Ich habe mich kürzlich entschlossen, einen Master-Abschluss in Konflikt­lösung an der Hebräi­schen Univer­sität in Jerusalem zu machen. Jeden Montag, wenn ich zum Unter­richt erscheine, bekomme ich eine anschau­liche Vorstellung davon, wie die Zukunft aussehen könnte. Als ich jünger war, schien die Hebräische Univer­sität für Paläs­ti­nenser tabu zu sein; selbst nur am Tor des Campus vorbei­zu­gehen, fühlte sich illoyal an. Aber heutzutage sind fast 20 Prozent der Studie­renden Araber, und es gibt viele junge Frauen, die Hijabs tragen.

Wenn ich mir diese Studenten ansehe, sehe ich, dass viele von ihnen, Israelis und Paläs­ti­nenser gleicher­maßen, fast identische Anhänger tragen, die dasselbe Gebiet darstellen – zwischen dem Jordan und dem Mittelmeer –, das jede Seite in seiner Gesamtheit für ihr eigenes Volk beansprucht. (Und ich wette, dass beide Anhänger in derselben Fabrik in China herge­stellt wurden.) Aber dann besuchen sie dieselben Kurse und hören denselben Profes­soren zu, und manchmal weist ein Professor zwei israe­lische und zwei paläs­ti­nen­sische Studenten derselben Arbeits­gruppe zu, und diese Studenten, jeder mit seiner eigenen Kette, arbeiten zusammen. In diesem Moment werden ihre Unter­schiede irrelevant; sie versuchen nur, ihr Studium zu meistern. Und ich verspreche Ihnen: Sie wollen sich nicht gegen­seitig ins Meer werfen.

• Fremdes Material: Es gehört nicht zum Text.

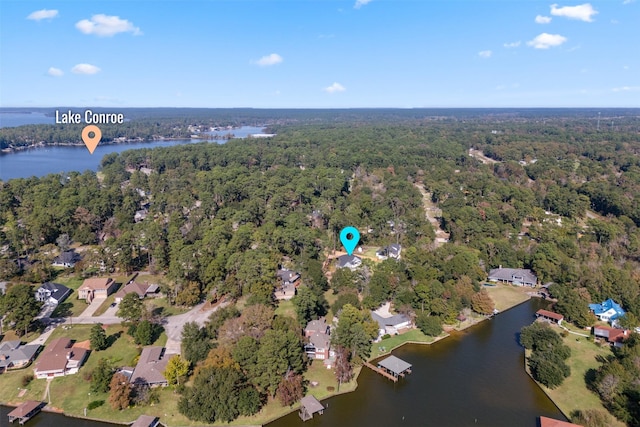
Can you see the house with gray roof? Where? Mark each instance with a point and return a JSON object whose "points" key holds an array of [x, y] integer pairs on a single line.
{"points": [[349, 261], [14, 355], [150, 367], [393, 324], [515, 276], [52, 293], [391, 251]]}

Sie tragen diese Anhänger, weil sie verwirrt sind, weil ihre politische Führung ihre Gedanken vergiftet haben. Diese jungen Menschen, die so gut zusam­men­ar­beiten können, die wissen, wie man gibt und nimmt, wissen bereits, wie man Nachbar­schaft lebt. Sie brauchen nur eine Führung, die diese Möglichkeit stärkt. Diese Führung gibt es derzeit nicht, und darin liegt der wahre Feind sowohl für die Israelis als auch für Palästinenser.

*Die nach dem ehema­ligen israe­li­schen Premier, Ehud Olmert, und dem einstigen Außen­mi­nister der paläs­ti­nen­si­schen Autono­mie­be­hörde, Nasser al-Kidwa, benannte Initiative schlägt einen gemein­samen Plan zur Wieder­her­stellung des Friedens in der Region vor, der auch die Abtretung von Gebieten im Westjor­danland an Israel und umgekehrt vorsieht.

Der Artikel wurde zuerst in „The Atlantic“ veröffentlicht.